American baseball player (1892–1929)

Rupert Frank Mills (October 12, 1892 – July 20, 1929) was an American professional baseball player. He played part of one season in Major League Baseball for the 1915 Newark Peppers of the now-defunct Federal League, primarily as a first baseman. He batted .201 in 41 games for the Peppers.

Born in Newark, New Jersey, Mills attended Barringer High School and the University of Notre Dame, where he studied law. At Notre Dame he starred in football, baseball, basketball and track.

Mills was the only native-born Jerseyan on the Peppers' squad. Thanks to his law education, he signed an "ironclad" two-year contract with the Peppers. Though the team disbanded after the 1915 season, Mills "played" the non-existent 1916 "season." A clause in his 1915 contract guaranteed him a salary the following year as long as he continued to show up at the park, suited and ready to play for the team. Mills fulfilled his contractual obligations, coming to the empty park each day at 9 a.m., donning his uniform, and performing a rigorous physical workout to remain in playing condition. Partway through the summer, former team co-owner Patrick Powers bought out the balance of Mills' contract, after which Mills signed with a minor league club in Harrisburg, Pennsylvania that was affiliated with the Detroit Tigers. He batted .256 in 70 games.

In 1917 he played with the minor league Denver Bears of the Western League, leading the circuit in games played (149), doubles (37), assists (75) and fielding percentage (.987).

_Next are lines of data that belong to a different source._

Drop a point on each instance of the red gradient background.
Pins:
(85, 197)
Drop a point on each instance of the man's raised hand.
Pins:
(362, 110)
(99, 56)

In 1918 he enlisted in the U.S. military and during World War I served in France as lieutenant with the 11th field artillery division. Upon military discharge, he entered local politics and served as Undersheriff of Essex County, New Jersey.

On July 20, 1929, Mills was canoeing with former New Jersey state assemblyman Louis Freeman on Lake Hopatcong, when the boat capsized. Freeman could not swim, but Mills rescued him. While passing Freeman's unconscious body to people on shore, Mills suffered a heart attack and drowned. At the time of his death, he was campaigning as the Republican candidate for Sheriff of Essex County.